# Heat Source 1 ?



## Robh (Oct 14, 2003)

Ive really been looking at getting one of these:Outdoor furnace . Dose anyone eles use this particular unit or something like it? I am really interested on you take of kind of heat source. Was it worth it? How long do you feel it will take to pay for itself. How often do you need to load it? etc etc. Thnx in advance....Rob


----------



## Dan F (Oct 14, 2003)

No, I don't have one. But I want one.

I've been looking at them since we moved a little over a year ago. There are two main brands that I see around here the most, "The Hardy", and "Central Boiler", the latter of which looks a lot like what you posted the link to.

Figure what you are spending heating the house right now. Gas or electric? If electric, I'd hate to imagine. If gas, for comparison, our old house was using around $200/month heating the house, with a gas water heater. Over the course of 6 months per year (or so) heating the house, that's over $1000 spent on gas. 

Figure $4-5k for one of the furnaces (probably with you setting most of it up), and you can see that you will be saving money in just a few years. 

An added bonus (at least on the two that I've looked at) is that you can get your household hot water supply from them, and you will NEVER run out of hot water as long as the fire is going.
At this time, without knowing what the cost for each unit would be, I would see myself going more towards the Country Classic rather than the Hardy. The CC has sprayed in foam insulation around the water jacket, the Hardy uses batts. The CC also (from what I can tell) can feed more "zones", which will be a bonus if I ever want to heat the detached garage or a portion of the barn. I think the CC can also be placed further from the house too, but I'm not sure. And, I'm hoping, as we do further renovations to our house we can put in radiant floor heat and use the outdoor burner to feed that.
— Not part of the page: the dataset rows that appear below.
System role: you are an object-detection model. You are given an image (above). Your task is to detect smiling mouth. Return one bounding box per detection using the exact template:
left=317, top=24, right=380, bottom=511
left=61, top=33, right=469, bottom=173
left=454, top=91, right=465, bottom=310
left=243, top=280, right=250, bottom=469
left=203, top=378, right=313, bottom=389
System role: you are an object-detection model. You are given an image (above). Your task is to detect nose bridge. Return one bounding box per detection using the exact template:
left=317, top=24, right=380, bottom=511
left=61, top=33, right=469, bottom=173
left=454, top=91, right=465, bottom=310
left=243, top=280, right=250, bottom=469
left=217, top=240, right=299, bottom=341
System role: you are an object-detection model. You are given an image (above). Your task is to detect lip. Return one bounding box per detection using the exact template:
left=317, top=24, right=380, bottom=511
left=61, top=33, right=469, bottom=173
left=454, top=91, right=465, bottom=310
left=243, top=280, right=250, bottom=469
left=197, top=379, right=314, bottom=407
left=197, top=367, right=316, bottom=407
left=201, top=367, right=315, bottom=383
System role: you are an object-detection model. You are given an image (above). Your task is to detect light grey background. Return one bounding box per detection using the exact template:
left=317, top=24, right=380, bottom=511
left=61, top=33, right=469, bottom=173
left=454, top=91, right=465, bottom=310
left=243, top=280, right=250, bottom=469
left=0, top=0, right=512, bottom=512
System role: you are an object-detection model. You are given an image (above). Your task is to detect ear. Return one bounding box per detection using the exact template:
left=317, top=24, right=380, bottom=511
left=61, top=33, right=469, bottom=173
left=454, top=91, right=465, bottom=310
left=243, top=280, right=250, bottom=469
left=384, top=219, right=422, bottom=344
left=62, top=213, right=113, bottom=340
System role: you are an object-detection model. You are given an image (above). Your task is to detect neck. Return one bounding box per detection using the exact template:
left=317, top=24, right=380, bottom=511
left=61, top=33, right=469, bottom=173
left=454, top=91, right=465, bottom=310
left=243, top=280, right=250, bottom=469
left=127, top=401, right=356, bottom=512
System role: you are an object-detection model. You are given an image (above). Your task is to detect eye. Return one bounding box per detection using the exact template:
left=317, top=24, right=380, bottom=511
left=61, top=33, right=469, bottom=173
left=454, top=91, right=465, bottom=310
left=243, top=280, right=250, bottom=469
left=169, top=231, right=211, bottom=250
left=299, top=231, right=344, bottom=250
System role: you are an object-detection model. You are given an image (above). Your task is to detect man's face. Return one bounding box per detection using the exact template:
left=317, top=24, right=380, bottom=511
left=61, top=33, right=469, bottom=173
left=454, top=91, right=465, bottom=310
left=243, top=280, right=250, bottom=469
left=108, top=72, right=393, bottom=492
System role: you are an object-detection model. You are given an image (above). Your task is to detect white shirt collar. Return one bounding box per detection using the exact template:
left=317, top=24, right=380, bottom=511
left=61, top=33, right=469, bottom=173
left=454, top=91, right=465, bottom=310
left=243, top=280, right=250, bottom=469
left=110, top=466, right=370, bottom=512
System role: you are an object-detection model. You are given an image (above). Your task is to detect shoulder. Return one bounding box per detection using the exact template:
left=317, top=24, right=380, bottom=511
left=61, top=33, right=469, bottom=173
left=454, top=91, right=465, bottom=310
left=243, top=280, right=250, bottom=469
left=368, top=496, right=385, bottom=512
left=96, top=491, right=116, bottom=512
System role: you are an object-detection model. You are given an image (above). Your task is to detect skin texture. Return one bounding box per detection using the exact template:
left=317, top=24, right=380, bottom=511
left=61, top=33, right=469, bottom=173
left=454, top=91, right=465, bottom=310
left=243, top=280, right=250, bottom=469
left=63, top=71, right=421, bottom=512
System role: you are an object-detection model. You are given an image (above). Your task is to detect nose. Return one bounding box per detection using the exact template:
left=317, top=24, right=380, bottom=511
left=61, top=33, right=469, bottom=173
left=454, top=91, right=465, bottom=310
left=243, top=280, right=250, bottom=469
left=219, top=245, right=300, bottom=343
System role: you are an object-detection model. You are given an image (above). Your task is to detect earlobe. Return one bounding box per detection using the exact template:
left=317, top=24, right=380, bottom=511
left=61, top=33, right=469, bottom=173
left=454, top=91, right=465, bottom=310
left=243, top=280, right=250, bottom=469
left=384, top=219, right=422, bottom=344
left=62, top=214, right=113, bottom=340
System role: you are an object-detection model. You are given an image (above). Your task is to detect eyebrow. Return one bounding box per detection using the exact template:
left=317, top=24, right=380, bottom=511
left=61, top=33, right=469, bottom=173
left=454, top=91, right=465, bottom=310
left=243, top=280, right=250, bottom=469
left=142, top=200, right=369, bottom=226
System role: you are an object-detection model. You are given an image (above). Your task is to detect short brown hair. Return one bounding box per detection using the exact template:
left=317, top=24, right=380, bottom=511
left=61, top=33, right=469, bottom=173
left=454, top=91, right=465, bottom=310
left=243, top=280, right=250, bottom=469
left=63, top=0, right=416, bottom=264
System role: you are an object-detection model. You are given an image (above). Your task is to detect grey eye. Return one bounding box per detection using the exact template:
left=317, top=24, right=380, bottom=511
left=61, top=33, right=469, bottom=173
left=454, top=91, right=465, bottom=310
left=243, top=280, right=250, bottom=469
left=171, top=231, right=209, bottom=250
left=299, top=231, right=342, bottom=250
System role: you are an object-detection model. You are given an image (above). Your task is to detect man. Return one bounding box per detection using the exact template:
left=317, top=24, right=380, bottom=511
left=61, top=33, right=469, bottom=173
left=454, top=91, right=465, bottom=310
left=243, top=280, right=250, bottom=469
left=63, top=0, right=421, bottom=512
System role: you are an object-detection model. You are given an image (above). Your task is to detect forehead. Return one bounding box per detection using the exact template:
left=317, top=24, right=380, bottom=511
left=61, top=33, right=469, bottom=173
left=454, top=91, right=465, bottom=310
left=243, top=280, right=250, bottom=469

If you currently are burning wood, another bonus is that you can cut the pieces longer (I think around 30") and you won't have to split as much. If you can get it in the door, it will burn! Even if it's green, 'cause they have a built in blower to fan the flames!!!

The downside? You still need to have a regular forced-air furnace. That works! That's part of our problem, our furnace is 40+ years old and doesn't currently work. We've been heating the house with a single wood stove, which is WAY too uneven of heat.

The outdoor furnace heats water in a water jacket, which is then transferred to a heat exchanger (much like a car radiator) that is added on to the forced air furnace, for those that didn't know.

Plain and simple, I can cut firewood all day long for less than $10. A days cutting will get me 2-3 weeks worth of wood (at my current usage rate). So for less than $20 I can heat my house for a month. It'd be cheaper with the outdoor furnace too, because of less cutting and splitting....

Somebody that actually owns one will have to chime in with more negatives though.


Dan


----------



## cjohnson (Oct 14, 2003)

*Outdoor stoves*

I have a Heatmore outdoor woodstove I love it. It works great you can heat your hotwater,hottub,clothes dryer and the shop off of one stove. I am curently looking at the Heatsource1 stoves for my father-in law they are nearly identical to the Heatmore stove I have but are more affordable. As far as paying for themselves I figure mine is paid for this year my third season with it. Installing them is easy if you know how to solder plumbing pipes together.


----------



## Robh (Oct 14, 2003)

How often do you have to load it?????


----------



## cjohnson (Oct 15, 2003)

I only have to load mine every 12hrs even when it is -20F.


----------